The W3C, in collaboration with Adobe, Facebook, Google, HP, Microsoft, Mozilla, Nokia, Opera and others, has announced today the alpha release of Web Platform Docs (docs.webplatform.org).
Web Platform Docs is a new community-driven site that aims to become a comprehensive and authoritative source for Web developer documentation. In the past, developers who use HTML5, Cascading Style Sheets (CSS) and other technologies of the Open Web Platform have had to consult multiple sites to understand how to use these technologies in a way that works across browsers, operating systems and devices. This was time-consuming and in many cases increased development costs, W3C officials said.
“People in the Web community—including browser makers, authoring tool makers and leading-edge developers and designers—have tremendous experience and practical knowledge about the Web,” Tim Berners-Lee, W3C director, said in a statement. “Web Platform Docs is an ambitious project where all of us who are passionate about the Web can share knowledge and help one another.”
With Web Platform Docs, Web professionals will save time and resources by consulting with confidence a single site for current, cross-browser and cross-device coding best practices, including how to use each feature of the Open Web Platform, with syntax and examples; the interoperability of various technologies across platforms and devices; the standardization status of each technology specification; and the stability and implementation status of features.
Anyone can contribute content to Web Platform Docs. The organizations above, collectively known as the stewards, have launched this new site with initial documents contributed as raw material for the community to shape. The W3C will serve as the site’s convener. As the Open Web Platform evolves, the entire community, including the original stewards and new stewards, will help maintain and improve the content. All materials on the site will be freely available and licensed to foster sharing and reuse.
“We have needed a site like Web Platform Docs for years. Web developers often struggle to find decent information on all the newest technologies that they need to know about; having a single site to turn to that they can trust will save them a lot of time,” said Lars Erik Bolstrad, vice president of core technology at Opera Software, in a statement.
“We are excited about the Web Platform Docs project because it aligns with Mozilla’s mission to promote openness and innovation on the Web,” said Stormy Peters, director of Websites and developer engagement at Mozilla, in a statement. “By involving the broader Web community as well as organizations, we can help make sure more developers have access to up-to-date, comprehensive and practical information.”
Linus Upson, vice president of engineering at Google, said, “Google has always believed that an open, standards-based community is best-suited to drive the Web forward. We support Web Platform Docs because it builds upon the long tradition of cooperation that has helped make the Web what it is today. It’s one step forward for the Web and a huge step forward for Web developers.”
Also, Tobie Langel, Facebook’s W3C advisory committee representative, added, “A community-driven documentation center that spawns the entire open Web platform is a needed and welcome resource for developers. Facebook is proud to contribute to this initiative and we are looking forward to see where the community takes it.”
The W3C and the stewards envision webplatform.org as the home of future collaboration with developers and designers.
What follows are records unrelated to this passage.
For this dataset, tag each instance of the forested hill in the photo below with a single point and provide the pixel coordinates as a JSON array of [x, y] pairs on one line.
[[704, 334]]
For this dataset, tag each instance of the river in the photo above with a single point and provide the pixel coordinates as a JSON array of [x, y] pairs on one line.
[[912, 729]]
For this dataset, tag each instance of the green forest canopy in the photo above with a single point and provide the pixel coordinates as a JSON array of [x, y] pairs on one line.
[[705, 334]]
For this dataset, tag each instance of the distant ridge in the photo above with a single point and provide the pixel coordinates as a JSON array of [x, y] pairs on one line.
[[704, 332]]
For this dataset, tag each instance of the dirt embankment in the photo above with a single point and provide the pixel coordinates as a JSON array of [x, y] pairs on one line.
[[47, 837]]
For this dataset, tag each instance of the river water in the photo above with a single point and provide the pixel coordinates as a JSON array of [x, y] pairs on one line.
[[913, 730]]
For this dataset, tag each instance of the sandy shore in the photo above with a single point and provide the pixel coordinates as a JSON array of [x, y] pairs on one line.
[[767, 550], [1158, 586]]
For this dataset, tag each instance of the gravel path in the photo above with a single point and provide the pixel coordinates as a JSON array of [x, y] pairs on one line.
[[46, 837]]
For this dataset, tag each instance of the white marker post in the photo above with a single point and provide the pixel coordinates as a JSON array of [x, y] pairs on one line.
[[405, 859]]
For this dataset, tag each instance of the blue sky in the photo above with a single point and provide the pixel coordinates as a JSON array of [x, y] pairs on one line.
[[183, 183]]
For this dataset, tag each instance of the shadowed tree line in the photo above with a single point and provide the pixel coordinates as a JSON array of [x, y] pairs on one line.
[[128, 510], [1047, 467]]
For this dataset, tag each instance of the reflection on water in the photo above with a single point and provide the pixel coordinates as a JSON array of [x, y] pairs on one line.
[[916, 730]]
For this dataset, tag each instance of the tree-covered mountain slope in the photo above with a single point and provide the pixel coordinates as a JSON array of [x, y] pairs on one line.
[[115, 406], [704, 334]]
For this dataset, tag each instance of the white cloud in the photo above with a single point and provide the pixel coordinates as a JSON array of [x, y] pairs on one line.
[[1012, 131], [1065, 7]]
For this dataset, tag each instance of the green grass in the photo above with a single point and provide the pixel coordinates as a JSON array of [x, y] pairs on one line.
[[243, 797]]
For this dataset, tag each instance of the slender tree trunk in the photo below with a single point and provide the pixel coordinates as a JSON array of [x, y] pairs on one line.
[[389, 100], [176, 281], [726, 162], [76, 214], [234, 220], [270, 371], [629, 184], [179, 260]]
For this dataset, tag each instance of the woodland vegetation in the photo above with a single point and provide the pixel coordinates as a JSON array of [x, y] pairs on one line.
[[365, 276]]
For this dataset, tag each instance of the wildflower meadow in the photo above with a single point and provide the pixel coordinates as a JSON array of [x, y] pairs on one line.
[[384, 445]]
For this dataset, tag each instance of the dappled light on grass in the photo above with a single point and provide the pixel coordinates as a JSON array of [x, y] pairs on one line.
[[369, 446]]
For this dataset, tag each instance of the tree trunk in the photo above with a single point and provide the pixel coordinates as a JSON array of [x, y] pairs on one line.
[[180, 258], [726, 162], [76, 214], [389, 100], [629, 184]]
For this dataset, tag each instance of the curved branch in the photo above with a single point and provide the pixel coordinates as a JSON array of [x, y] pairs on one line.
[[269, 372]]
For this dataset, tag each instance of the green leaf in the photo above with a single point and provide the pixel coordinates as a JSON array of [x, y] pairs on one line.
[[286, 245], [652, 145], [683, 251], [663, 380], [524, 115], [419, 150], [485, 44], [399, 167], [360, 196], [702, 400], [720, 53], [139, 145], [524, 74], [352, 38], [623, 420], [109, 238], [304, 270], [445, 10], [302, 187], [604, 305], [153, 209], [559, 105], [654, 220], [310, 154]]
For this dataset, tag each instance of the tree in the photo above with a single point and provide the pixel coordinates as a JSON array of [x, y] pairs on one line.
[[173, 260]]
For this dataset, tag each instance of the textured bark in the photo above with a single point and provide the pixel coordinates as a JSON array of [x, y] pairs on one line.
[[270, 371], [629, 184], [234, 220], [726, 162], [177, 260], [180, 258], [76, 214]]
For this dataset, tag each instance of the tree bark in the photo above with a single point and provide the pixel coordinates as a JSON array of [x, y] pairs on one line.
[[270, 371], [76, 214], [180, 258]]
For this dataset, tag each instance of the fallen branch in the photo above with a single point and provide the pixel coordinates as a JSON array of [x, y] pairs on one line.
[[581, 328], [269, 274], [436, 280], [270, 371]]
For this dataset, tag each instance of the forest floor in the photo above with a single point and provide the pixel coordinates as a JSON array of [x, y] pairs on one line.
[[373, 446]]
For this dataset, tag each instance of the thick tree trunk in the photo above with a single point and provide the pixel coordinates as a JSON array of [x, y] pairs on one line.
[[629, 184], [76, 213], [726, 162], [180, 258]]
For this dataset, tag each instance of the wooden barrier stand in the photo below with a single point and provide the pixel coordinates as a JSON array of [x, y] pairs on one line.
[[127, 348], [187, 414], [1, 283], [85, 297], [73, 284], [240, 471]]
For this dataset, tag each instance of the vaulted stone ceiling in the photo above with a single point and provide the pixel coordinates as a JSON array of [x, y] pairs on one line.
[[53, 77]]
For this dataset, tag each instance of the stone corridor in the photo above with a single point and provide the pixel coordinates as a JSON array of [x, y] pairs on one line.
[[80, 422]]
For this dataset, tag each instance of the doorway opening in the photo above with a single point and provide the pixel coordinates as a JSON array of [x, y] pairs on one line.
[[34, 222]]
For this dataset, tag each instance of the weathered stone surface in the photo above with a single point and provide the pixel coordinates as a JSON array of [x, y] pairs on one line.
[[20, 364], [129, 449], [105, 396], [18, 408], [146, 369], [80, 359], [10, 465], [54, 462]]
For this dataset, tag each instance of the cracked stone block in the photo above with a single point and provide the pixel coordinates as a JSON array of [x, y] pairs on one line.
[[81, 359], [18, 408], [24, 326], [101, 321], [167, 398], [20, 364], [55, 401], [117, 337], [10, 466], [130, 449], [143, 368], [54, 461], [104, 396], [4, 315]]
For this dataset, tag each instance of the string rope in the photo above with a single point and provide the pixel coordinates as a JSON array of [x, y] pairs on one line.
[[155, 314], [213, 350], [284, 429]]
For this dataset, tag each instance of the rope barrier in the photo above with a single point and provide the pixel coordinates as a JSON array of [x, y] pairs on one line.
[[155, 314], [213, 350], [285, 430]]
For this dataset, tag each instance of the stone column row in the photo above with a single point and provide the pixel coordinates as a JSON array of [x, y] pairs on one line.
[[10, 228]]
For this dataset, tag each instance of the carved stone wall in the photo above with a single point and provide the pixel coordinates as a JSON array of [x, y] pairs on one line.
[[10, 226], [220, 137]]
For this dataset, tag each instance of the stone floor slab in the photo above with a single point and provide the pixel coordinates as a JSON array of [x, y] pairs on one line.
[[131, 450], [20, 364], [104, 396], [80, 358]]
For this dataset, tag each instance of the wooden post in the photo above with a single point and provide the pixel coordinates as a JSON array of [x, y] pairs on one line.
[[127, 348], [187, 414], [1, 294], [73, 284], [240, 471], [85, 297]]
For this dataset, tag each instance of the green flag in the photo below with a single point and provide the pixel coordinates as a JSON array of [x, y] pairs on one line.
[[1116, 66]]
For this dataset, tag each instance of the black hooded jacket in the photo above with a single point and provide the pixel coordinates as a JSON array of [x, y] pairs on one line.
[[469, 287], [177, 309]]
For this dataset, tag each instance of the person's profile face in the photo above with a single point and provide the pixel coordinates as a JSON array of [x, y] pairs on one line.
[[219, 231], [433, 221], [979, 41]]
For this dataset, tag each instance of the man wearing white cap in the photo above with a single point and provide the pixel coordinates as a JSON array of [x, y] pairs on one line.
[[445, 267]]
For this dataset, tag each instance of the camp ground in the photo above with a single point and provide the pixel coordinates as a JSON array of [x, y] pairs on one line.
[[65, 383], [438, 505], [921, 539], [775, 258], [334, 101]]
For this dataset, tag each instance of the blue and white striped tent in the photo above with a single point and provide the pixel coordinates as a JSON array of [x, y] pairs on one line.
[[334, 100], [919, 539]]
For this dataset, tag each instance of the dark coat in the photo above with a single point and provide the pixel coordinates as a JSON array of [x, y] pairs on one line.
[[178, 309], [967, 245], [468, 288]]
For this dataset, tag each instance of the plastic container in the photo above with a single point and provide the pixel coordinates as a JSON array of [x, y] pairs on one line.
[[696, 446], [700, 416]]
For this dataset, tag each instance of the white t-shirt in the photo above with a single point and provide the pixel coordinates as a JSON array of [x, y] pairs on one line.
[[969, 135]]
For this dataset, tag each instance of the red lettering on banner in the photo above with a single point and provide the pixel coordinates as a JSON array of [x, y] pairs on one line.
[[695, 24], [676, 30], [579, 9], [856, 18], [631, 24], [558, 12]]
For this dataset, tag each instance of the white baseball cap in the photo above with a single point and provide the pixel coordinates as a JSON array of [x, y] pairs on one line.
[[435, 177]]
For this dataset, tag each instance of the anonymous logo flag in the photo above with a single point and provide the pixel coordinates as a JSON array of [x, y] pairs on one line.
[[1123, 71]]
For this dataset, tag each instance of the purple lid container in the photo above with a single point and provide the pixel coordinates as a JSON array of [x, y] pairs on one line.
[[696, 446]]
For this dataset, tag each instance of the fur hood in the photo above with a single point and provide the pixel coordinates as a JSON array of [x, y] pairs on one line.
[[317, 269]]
Those interested in contributing to this effort as a steward or as an editor can visit docs.webplatform.org
Meanwhile, on the design front, Arno Goudrol, senior director for the Web Platform for Adobe, said, “The Web platform has become the medium of creative expression for Web developers and designers, and it continues to evolve and to become ever more expressive. Having a reliable source of information for modern, up-to-date best practices is a huge time-saver for creative professionals and will allow them to focus on what they do best: creating.”